Session 5

Pulling data from scientific databases

medium

USE 0 - 15 min

Query PubMed with natural language — no credentials needed

1 Go to Downloads (curriculum.32dots.de/share) and download 'Session 5 — Pulling data from scientific databases'.
2 In n8n: ⋯ → Import from file. Open the chat panel.
3 Type: 'Find papers about CRISPR base editing from 2024'.
4 Wait for the response — the workflow makes two API calls before the AI answers.
5 Type: 'What are the main limitations mentioned in those papers?'
6 Type: 'Find me papers about mRNA vaccine immunogenicity'. Note: a new search runs.
7 Look at the execution log on the right — click each node to see its output at each stage.

✓

You see AI-summarised paper lists for both queries. You can explain what each node in the execution log produced.

UNDERSTAND 15 - 60 min

The two-step PubMed API pattern

Key concept

Scientific databases are not magic — they are REST APIs returning structured data. The pattern is always: search → get IDs → fetch details → extract fields. Once you know this pattern, connecting to UniProt, ChEMBL, or Semantic Scholar is identical.

?What is the NCBI rate limit for unauthenticated API calls? Where in the workflow would you add a delay to avoid hitting it?
?Change retmax=5 to retmax=20 in the Build Search URL Code node. What happens to response quality vs. cost?
?UniProt also has a REST API. What would the esearch-equivalent URL look like to find all human proteins involved in apoptosis?

BUILD 60 - 90 min

Extend to a second database

Your task

After the AI answer, add a Semantic Scholar API call to retrieve citation counts for the top papers, and include that data in the response.

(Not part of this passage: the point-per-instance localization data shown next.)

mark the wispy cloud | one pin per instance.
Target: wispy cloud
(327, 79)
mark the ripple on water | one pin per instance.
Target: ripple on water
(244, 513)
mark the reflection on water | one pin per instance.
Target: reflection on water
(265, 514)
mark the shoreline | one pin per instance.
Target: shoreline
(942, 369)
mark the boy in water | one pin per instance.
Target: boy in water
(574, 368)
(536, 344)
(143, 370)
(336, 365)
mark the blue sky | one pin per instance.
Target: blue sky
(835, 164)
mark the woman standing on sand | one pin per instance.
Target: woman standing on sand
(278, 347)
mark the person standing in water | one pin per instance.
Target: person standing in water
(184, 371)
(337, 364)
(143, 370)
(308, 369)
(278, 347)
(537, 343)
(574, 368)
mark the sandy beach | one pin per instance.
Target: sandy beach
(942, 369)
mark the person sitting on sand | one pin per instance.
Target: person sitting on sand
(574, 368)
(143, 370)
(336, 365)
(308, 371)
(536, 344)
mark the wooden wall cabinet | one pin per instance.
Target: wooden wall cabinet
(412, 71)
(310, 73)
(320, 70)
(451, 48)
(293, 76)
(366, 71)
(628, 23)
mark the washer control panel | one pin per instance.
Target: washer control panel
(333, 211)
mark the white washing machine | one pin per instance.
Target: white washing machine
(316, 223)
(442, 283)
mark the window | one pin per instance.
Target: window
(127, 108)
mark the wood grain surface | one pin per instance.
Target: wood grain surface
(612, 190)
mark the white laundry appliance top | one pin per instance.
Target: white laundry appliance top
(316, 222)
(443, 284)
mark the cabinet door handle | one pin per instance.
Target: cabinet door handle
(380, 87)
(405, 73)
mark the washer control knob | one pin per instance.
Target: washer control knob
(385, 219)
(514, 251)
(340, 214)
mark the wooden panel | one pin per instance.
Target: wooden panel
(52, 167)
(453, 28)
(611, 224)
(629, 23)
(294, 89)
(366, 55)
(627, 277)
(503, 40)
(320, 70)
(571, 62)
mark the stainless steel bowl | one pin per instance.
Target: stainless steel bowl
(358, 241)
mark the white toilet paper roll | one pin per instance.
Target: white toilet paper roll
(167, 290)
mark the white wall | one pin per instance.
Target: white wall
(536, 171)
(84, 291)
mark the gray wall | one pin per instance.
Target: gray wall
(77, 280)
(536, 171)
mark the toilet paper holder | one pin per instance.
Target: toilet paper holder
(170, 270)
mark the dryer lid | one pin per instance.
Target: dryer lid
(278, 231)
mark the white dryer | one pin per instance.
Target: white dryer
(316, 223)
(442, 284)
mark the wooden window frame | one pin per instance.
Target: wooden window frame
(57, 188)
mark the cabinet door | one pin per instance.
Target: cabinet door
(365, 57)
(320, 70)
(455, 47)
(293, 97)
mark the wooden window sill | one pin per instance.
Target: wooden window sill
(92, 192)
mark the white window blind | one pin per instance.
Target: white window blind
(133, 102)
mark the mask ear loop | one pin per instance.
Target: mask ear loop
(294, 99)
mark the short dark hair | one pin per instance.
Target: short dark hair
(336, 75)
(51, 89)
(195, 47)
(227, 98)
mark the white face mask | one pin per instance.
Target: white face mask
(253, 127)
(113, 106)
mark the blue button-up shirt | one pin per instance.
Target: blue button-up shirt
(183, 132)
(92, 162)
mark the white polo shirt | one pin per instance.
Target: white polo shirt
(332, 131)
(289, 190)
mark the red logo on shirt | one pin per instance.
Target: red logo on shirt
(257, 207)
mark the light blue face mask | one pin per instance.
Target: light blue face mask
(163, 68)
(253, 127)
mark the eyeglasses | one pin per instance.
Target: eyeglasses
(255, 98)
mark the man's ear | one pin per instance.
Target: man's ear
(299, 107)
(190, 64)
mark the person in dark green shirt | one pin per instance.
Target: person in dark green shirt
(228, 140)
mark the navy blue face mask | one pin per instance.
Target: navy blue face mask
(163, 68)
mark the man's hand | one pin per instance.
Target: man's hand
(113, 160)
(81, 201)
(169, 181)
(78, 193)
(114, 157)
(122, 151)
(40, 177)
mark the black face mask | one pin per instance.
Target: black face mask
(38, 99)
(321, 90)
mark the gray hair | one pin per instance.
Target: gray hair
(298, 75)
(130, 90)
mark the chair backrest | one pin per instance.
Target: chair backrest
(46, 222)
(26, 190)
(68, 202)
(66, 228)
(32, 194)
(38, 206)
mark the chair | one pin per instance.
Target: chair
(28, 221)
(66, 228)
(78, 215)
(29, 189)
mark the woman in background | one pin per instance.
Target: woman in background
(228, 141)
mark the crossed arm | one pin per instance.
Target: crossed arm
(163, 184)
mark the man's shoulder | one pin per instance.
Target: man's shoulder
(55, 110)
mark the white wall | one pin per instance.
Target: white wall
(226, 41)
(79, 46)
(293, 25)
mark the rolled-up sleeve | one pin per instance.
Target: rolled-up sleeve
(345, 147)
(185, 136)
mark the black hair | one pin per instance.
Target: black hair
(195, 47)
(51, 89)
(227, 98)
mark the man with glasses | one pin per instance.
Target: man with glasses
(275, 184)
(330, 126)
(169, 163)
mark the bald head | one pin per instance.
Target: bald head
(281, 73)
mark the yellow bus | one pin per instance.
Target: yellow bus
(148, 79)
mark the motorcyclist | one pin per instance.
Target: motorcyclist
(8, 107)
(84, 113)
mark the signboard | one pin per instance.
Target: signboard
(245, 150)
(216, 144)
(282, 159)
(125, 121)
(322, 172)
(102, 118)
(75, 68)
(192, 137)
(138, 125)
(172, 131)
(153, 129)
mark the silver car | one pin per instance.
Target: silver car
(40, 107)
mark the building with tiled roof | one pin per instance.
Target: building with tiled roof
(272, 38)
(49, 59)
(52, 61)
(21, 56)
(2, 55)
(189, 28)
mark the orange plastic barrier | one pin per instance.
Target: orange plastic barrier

1 Note the PMIDs in the Extract IDs node output.
2 After the Fetch Abstracts node, add an HTTP Request: GET https://api.semanticscholar.org/graph/v1/paper/PMID:{pmid}?fields=citationCount
3 For simplicity, do this for just the first PMID (use $json.ids.split(',')[0]).
4 Add a Set node: citationCount = $json.citationCount, pmid = $json.paperId.
5 Update the Prepare Context Set node to include the citation count.
6 Update the AI system prompt to mention citation counts in the summary.
7 Test: does the AI now include citation data in its response?

Deliverable

Screenshot of a workflow run that includes citation count data in the AI's response.

Self-check · tick before you mark done

I can explain the two-step PubMed pattern: esearch for IDs, efetch for content.
I understand why the session key requires the full $('When chat message received') expression.
I connected to a second scientific API and included its data in the output.

✎Your workflow runs a fresh PubMed query on every message. What would you need to change to cache results — so repeat queries for the same topic don't burn rate limits?